The Regional Market for Tourism, and Safety
The second factor is the current Central and South American market. Nicaragua is still the safest country in all of Central America, and it has lower violent crime rates than the U.S. and much of South America. In a time of high violence and terrorism, many people find Nicaragua to be a vibrant and peaceful haven far removed from the turbulence of the rest of the world. Also, the American and European markets are more expensive than the Nicaraguan market many times over. Tourists who are looking to pay less and get more can easily find this in Nicaragua.
The third factor is more specific, yet equally as important. Medical tourism has become a rather large and successful sector in Nicaragua. Many foreigners come to Nicaragua to receive state-of-the-art medical care that includes dentistry, surgery, etc. This, along with real estate sales, has been one of the largest contributors to the increase in tourist spending in Nicaragua.
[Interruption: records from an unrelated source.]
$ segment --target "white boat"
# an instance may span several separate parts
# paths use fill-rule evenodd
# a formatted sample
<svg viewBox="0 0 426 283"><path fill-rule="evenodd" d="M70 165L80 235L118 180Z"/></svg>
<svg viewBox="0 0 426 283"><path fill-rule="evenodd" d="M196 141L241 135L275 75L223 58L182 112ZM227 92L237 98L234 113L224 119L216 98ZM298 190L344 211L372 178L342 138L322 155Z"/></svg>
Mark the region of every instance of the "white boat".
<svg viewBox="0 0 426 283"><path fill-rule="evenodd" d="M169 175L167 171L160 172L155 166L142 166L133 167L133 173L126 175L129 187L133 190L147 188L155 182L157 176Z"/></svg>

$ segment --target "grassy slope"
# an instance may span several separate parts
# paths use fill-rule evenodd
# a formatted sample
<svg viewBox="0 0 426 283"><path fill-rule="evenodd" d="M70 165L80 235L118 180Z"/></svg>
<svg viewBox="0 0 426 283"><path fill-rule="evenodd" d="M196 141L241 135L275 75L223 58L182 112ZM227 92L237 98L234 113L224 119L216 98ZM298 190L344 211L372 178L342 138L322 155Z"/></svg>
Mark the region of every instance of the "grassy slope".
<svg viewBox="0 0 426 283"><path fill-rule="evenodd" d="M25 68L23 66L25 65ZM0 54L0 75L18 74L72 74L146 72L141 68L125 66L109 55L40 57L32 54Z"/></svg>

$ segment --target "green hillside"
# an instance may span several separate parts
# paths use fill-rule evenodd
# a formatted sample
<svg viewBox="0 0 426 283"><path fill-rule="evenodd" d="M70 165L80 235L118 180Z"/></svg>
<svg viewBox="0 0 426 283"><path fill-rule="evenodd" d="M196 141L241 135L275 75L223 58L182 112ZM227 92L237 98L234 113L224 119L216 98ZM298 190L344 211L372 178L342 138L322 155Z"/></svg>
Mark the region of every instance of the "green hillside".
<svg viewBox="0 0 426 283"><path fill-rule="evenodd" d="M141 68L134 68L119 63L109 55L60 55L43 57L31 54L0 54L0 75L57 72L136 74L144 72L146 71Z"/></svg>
Several hospitals, especially Vivian Pellas, have medical tourism units that are on par or better than hospitals in North America. Many have found it a less expensive and more pleasant experience to come to Nicaragua for medical procedures than to remain in their home countries.
Experts predict that tourism will continue to increase throughout the year, along with further development in infrastructure within Nicaragua. Through the first trimester of 2016, predictions seem to be holding true as the number of tourists, the length of their stay, and how much money they are spending continues to increase. It seems that Nicaragua has efficiently stuck to the course of removing the dated prejudices of instability and crime that have haunted their economy for decades.